In [1]:
import numpy as np, pandas as pd
from statsmodels.stats.proportion import proportions_ztest

rng = np.random.default_rng(7)
N = 10_000

segment = rng.choice(['free','basic','pro'], size=N, p=[0.5, 0.3, 0.2])
region  = rng.choice(['NE','SE','MW','W'], size=N, p=[0.2, 0.3, 0.3, 0.2])
age     = rng.normal(30, 8, N).clip(18, 65)

# True pass probability has real segment/region effects (creates risk of bias)
base = 0.40 + (segment=='pro')*0.12 + (segment=='basic')*0.05 + (region=='W')*0.03 + (age>40)*(-0.02)
p = np.clip(base, 0.05, 0.95)
passed = rng.binomial(1, p, N).astype(bool)

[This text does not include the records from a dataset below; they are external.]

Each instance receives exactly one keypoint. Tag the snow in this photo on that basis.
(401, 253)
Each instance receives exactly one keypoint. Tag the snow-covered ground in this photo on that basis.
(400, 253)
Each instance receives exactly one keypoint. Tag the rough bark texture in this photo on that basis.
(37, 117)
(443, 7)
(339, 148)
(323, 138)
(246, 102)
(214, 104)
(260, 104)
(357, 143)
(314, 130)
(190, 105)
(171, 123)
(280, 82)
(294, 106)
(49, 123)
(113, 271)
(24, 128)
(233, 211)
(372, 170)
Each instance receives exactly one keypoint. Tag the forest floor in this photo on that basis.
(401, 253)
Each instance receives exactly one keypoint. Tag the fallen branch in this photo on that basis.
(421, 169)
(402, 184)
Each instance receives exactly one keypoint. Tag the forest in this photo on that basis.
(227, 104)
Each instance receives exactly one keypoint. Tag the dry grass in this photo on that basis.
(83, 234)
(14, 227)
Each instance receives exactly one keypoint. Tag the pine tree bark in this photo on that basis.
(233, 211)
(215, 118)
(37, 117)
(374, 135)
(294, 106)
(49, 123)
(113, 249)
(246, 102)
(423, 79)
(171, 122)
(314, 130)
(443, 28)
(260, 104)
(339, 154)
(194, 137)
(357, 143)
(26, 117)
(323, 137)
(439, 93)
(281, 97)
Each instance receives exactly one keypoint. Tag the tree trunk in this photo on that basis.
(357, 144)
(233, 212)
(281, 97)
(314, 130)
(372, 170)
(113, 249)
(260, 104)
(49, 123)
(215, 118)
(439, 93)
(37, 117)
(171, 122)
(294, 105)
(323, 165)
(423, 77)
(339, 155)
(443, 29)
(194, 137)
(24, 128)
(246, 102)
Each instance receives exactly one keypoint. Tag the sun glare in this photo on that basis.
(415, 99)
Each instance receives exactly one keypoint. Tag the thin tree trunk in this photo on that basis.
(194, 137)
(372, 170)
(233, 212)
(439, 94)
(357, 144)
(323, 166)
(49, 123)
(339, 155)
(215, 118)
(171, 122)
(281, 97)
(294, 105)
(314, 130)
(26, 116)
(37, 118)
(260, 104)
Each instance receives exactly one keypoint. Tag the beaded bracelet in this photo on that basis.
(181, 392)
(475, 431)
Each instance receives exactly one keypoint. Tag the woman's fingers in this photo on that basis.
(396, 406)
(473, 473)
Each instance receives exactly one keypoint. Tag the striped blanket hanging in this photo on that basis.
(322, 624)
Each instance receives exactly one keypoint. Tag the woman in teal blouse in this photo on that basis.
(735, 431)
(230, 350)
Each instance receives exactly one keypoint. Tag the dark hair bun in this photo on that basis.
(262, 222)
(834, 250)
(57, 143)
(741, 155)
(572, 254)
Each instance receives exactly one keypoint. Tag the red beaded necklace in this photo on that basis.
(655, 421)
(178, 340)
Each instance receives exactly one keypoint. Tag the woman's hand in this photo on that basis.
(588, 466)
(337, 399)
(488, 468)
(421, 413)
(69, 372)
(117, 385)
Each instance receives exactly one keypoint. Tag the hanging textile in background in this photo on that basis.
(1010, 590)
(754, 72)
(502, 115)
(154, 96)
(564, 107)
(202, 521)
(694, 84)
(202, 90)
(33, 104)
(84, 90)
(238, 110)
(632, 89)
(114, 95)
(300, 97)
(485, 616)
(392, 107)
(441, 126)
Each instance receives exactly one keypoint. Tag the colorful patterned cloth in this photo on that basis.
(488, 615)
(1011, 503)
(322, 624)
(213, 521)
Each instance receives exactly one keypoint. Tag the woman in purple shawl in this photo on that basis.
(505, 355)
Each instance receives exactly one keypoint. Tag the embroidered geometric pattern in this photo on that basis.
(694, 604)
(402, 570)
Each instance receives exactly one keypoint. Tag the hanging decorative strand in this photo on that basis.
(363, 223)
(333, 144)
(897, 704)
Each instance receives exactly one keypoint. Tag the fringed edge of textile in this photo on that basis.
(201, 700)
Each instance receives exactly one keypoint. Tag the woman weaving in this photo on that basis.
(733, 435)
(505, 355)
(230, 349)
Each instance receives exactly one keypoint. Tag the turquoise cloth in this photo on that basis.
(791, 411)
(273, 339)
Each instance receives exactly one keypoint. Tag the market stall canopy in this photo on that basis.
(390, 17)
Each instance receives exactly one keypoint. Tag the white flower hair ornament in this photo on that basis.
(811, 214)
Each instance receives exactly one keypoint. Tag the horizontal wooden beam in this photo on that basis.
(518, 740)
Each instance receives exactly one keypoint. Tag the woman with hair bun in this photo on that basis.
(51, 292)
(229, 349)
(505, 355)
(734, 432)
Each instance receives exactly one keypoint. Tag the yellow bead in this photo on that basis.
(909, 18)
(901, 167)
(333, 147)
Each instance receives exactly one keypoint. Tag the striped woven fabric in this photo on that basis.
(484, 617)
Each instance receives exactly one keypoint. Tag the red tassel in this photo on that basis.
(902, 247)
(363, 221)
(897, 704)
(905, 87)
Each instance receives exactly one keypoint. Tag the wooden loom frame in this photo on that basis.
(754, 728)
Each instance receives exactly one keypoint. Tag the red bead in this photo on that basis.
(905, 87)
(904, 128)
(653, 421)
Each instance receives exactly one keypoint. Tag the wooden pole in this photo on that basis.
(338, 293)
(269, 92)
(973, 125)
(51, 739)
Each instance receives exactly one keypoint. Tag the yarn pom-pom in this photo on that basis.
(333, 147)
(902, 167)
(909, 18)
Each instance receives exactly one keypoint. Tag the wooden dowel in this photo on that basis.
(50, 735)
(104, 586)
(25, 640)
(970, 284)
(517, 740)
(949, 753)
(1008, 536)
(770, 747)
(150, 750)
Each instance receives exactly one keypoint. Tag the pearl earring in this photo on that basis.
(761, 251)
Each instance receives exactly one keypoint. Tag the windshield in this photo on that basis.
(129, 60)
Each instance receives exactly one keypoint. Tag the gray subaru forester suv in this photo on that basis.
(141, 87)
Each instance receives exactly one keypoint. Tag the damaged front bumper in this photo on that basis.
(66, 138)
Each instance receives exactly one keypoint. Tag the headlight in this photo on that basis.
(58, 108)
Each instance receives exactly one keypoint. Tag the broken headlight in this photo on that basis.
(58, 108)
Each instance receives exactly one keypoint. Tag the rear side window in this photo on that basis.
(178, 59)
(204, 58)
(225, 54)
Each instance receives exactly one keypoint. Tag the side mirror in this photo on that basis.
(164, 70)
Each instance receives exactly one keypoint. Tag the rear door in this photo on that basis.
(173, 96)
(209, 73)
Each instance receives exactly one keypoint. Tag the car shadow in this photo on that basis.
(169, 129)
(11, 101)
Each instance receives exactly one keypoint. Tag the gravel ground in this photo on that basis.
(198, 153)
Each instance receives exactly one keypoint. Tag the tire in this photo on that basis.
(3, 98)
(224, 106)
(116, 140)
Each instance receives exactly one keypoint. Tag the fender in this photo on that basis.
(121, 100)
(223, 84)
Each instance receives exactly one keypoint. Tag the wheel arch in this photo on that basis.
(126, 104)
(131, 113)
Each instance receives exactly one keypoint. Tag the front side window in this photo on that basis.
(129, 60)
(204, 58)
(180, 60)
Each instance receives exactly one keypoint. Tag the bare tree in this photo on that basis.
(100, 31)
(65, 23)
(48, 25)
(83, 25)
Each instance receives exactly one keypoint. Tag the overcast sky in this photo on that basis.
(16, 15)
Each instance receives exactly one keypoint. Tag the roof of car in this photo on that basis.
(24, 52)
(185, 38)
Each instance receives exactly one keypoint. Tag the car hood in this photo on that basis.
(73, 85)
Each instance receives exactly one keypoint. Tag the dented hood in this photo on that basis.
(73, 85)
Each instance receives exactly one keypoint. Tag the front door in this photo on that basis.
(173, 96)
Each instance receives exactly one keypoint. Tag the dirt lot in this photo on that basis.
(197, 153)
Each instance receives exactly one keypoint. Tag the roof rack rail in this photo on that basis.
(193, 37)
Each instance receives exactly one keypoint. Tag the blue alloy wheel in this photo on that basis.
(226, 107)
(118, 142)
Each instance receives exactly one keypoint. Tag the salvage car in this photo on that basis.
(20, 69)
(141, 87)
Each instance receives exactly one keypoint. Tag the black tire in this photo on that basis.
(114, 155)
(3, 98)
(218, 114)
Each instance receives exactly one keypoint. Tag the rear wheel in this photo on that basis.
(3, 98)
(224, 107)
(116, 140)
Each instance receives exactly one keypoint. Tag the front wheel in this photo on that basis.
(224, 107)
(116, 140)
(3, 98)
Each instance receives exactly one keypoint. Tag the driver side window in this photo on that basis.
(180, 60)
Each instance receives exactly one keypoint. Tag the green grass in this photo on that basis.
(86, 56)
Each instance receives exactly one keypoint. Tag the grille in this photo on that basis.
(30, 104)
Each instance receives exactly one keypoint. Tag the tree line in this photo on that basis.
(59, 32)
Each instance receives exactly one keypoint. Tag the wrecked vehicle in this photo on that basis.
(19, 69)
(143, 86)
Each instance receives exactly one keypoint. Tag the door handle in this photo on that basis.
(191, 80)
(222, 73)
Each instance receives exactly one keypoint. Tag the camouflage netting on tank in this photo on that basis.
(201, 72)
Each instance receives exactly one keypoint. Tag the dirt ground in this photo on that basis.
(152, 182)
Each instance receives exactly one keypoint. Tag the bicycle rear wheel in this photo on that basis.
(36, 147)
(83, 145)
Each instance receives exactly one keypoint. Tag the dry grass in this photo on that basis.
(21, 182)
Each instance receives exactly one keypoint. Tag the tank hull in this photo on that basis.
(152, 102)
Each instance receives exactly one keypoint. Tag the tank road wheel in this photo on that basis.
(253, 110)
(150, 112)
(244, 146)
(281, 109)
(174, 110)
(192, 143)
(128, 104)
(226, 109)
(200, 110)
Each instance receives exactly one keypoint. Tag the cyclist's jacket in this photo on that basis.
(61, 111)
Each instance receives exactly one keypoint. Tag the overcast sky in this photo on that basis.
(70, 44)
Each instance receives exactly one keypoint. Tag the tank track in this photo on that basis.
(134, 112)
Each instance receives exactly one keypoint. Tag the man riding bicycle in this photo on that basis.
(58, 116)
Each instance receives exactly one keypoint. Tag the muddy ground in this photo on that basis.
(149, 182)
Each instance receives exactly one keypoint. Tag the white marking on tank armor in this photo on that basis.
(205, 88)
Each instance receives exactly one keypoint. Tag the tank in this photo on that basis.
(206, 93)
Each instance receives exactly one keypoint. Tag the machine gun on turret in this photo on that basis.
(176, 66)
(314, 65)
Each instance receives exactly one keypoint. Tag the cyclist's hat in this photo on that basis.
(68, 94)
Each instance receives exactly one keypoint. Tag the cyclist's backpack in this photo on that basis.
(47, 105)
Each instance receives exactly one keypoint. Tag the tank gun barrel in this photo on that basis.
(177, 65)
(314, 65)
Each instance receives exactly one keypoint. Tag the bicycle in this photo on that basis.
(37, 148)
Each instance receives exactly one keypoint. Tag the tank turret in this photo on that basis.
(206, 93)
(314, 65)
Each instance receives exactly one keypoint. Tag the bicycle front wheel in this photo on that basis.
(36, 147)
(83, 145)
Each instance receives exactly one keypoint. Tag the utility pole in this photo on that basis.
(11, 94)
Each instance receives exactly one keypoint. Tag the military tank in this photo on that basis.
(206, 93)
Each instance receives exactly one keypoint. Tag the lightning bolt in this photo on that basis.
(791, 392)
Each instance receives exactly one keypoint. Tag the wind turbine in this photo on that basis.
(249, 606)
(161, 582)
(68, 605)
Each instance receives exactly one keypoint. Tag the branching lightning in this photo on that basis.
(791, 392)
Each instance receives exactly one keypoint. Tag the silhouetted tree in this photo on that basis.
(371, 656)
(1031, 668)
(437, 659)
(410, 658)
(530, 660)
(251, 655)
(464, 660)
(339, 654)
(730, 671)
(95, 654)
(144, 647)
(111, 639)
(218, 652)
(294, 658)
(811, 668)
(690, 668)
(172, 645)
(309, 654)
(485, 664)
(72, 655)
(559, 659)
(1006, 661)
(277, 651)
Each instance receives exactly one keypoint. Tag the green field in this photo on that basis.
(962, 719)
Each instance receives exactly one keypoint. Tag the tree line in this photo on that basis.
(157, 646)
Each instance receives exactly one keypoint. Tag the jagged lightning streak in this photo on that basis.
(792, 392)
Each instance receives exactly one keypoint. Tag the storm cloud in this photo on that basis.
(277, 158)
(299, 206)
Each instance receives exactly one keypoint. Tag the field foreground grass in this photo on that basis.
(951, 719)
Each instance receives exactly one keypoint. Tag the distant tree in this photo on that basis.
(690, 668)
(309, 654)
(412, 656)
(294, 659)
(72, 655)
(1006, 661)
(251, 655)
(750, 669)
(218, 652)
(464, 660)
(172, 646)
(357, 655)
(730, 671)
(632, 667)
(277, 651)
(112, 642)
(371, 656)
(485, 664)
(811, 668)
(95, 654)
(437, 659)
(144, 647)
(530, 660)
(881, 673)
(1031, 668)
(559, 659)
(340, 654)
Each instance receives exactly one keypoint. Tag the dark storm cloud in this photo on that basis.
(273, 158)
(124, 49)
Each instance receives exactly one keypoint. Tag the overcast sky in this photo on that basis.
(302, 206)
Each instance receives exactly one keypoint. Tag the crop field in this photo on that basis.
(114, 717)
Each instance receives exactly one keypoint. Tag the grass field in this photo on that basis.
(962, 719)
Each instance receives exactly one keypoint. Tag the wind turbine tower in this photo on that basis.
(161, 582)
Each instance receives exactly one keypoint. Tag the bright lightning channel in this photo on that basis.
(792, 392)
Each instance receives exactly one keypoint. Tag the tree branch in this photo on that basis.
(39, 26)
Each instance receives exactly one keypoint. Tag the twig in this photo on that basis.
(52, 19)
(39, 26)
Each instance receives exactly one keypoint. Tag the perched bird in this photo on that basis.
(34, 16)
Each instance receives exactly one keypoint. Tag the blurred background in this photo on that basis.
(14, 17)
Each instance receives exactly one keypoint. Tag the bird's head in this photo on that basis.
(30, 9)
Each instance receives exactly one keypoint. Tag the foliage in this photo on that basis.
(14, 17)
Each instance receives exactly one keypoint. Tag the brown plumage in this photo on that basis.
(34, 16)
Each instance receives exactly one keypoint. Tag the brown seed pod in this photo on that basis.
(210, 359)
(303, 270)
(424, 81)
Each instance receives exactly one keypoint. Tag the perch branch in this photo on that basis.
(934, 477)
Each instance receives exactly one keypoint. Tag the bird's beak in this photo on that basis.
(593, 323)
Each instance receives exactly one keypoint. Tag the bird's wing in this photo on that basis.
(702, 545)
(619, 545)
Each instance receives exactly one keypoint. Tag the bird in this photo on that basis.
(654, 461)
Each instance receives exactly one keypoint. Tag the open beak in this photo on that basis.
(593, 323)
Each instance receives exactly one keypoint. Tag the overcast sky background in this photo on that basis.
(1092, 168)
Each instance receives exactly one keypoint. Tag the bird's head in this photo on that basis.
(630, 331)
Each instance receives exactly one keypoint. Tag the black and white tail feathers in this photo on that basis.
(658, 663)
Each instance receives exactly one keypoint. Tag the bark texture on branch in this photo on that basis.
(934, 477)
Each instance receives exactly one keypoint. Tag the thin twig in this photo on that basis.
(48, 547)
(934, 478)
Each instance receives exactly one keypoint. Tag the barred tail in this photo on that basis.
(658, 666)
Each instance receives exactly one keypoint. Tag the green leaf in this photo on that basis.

df_pop = pd.DataFrame({'segment':segment, 'region':region, 'age':age, 'passed':passed})
pop_rates = df_pop['passed'].mean()
pop_mix   = df_pop['segment'].value_counts(normalize=True).rename('pop_share').sort_index()
pop_mix_reg = df_pop['region'].value_counts(normalize=True).rename('pop_share').sort_index()

print(f"Population pass rate: {pop_rates:.3f}")
pop_mix

Population pass rate: 0.444


segment
basic    0.2964
free     0.4983
pro      0.2053
Name: pop_share, dtype: float64

### 1. Draw a proportional stratified sample of size n = 600

In [2]:
n = 600
# Perform a value_counts with normalize = TRUE on the "segment" column 
draws_valuecounts = df_pop['segment'].value_counts(normalize=True)

# Translates proportions to add up to the sample count -- feel free to print this var out 
draws = (draws_valuecounts * n).round().astype(int)

sample_strat = []
for seg, k in draws.items():
    #None should be the key identified in the for statement 
    sample_strat.append(df_pop[df_pop['segment']==seg].sample(k, random_state=7))
df_strat = pd.concat(sample_strat, ignore_index=True)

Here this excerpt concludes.